The project codes and data can be found in the link.
Large Language Models (LLMs) have exhibited extraordinary capabilities in a range of applications, from story generation to writing assistance. However, the potential misuse of LLMs to generate harmful content, such as spear-phishing emails, poses a growing threat. Spear-phishing emails, which lure individuals into clicking malicious URLs through highly targeted content, can result in the leakage of personal information. This paper introduces a framework — SpearBot — for generating spear-phishing emails using LLMs, which comprises two primary components. The first is a series of jailbreak prompts designed to bypass the security policies of LLMs, thereby enabling the generation of spear-phishing emails. The second component involves optimizing these emails through feedback from LLM critics. If an LLM critic identifies an email as phishing, it is refined based on the critique reason until it is no longer recognizable as such.

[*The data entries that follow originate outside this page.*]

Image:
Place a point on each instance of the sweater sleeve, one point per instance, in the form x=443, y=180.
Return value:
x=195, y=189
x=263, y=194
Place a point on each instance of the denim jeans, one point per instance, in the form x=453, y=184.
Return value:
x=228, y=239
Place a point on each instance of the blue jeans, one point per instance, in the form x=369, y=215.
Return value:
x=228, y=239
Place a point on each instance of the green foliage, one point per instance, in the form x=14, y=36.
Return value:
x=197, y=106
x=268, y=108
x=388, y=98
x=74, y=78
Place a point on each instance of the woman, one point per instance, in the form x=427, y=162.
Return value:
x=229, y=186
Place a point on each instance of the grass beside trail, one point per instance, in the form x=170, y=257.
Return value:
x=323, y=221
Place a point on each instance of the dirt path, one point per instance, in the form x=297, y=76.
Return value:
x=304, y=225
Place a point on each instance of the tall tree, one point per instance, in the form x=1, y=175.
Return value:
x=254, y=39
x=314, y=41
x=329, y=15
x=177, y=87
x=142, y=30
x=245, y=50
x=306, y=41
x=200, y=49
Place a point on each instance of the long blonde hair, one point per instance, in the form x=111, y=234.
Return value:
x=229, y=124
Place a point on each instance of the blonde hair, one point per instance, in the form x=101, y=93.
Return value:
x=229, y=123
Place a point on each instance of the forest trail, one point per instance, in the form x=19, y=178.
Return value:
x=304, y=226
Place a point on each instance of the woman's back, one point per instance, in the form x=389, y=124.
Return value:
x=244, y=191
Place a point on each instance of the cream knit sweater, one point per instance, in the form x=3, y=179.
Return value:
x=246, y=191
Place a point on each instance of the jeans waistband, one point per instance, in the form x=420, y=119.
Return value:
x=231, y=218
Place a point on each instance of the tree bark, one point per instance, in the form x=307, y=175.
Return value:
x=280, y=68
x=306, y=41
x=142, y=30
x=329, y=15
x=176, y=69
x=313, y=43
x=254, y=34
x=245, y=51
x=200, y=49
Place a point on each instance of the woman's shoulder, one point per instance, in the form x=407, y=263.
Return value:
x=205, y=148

To assess the efficacy of SpearBot, we deploy various machine-based defenders to evaluate their performance in the phishing emails. The experimental results indicate that our attacks are notably challenging for these defenders to detect, demonstrating the deceptive quality of the generated emails. Further, we conduct manual evaluations of the generated emails through questionnaires to gauge their readability and deception levels. The findings confirm that our framework can produce highly convincing phishing emails, highlighting the substantial potential harm such LLM capabilities pose. We also propose a mixup training strategy for defenders, i.e. adopting a small number of phishing emails generated by LLMs in training, which can mitigate the threats of LLMs.